She grabbed one arm, Dynamo the other, and together they dragged him back. The portal snapped shut the moment they pulled him free. But Hiroto’s legs—
Aiko recoiled in horror. Lacerations striped his flesh, and a shuriken jutted from his right leg like it had been launched through the void itself.
“Argh! We need to stop the bleeding,” Hiroto gasped.
Aiko ripped off her headband and tied it tight above the wound. Her fingers were trembling.
“This is going to hurt,” Dynamo warned, voice grim. She yanked the shuriken free.
Hiroto screamed—raw, jagged, the kind of sound that made Aiko’s heart clench. Dynamo dropped the weapon instantly, hissing.
“Ow! What the fuck?” She clutched her palm. Blisters bubbled across her skin where the metal had touched.
“What madness is this?” Hiroto gasped.
“I think you just crossed over, uncle,” Aiko said, her voice shaking.
“Into what?”
“I… saw something,” Aiko whispered, her eyes distant. “When you slipped through—I caught a glimpse. It looked like the city, but everything felt wrong. Backward.”
“Whatever it was,” Hiroto groaned, his face pale, “it’s lethal.”
Black veins crawled outward from his wound, branching like roots beneath his skin. His body seized, and then he went limp.
“Is he dead?” Dynamo asked, panic lacing her voice.
Aiko pressed her fingers to his neck. A faint pulse. “No. But he might be soon if we don’t stop this—”
She froze. The corruption was spreading faster, climbing up Hiroto’s chest, searing into his veins.

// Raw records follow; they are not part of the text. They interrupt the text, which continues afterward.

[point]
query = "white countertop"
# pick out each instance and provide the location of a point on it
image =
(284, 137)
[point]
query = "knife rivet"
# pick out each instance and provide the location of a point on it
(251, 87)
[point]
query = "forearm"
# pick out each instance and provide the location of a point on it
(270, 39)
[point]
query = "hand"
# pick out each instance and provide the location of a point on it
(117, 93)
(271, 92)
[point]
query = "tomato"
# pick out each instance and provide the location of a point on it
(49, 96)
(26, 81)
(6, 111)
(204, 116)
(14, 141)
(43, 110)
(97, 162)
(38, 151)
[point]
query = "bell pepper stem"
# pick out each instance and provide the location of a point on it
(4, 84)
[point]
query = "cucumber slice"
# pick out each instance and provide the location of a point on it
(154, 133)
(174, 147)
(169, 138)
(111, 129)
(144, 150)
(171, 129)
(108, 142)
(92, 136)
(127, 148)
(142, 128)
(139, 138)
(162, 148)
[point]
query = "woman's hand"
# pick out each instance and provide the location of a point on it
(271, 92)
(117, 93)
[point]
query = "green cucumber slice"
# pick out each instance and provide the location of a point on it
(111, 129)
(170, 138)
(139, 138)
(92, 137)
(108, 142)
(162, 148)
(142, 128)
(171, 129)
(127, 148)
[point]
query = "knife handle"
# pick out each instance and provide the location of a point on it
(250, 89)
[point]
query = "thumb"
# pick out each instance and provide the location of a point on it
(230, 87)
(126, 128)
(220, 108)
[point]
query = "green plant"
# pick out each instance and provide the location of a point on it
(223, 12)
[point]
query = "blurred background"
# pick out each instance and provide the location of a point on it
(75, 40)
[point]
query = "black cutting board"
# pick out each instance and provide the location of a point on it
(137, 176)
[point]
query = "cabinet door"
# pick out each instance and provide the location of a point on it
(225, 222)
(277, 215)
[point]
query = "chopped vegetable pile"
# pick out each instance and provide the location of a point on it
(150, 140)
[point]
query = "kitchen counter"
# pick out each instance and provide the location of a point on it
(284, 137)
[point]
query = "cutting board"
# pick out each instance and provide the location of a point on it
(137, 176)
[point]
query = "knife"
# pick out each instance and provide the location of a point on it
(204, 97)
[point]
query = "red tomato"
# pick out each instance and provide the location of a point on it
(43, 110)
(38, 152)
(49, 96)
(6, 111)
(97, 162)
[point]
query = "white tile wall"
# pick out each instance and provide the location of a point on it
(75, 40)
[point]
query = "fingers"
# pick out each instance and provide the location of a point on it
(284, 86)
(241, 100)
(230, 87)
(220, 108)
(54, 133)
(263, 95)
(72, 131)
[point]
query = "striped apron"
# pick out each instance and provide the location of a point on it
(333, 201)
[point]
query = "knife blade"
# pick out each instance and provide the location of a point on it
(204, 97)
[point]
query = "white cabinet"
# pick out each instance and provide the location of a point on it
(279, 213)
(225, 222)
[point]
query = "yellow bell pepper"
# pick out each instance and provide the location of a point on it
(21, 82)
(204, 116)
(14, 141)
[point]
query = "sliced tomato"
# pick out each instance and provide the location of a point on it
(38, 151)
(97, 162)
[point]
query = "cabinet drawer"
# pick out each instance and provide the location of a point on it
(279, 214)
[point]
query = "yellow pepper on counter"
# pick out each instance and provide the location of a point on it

Dynamo grabbed her arm, urgent. “We need to get him to a hospital.”
“They can’t help him,” Aiko said, voice breaking. Her mind replayed the glimpse of that other place—the diamond patterns, the reversed city. “Whatever did this to him is still over there. Knowing about it… It might be our only chance to save him.”
The light in the room dimmed, sucked into the remote as though the world itself were exhaling. The portal shimmered back into being, flickering through warped textures before settling into a complex diamond lattice.
Aiko looked at Dynamo. Their eyes locked—fear, determination, and something else binding them.
“I’ll go,” Aiko said. And before Dynamo could stop her, she dove into the light.
Darkness swallowed her whole.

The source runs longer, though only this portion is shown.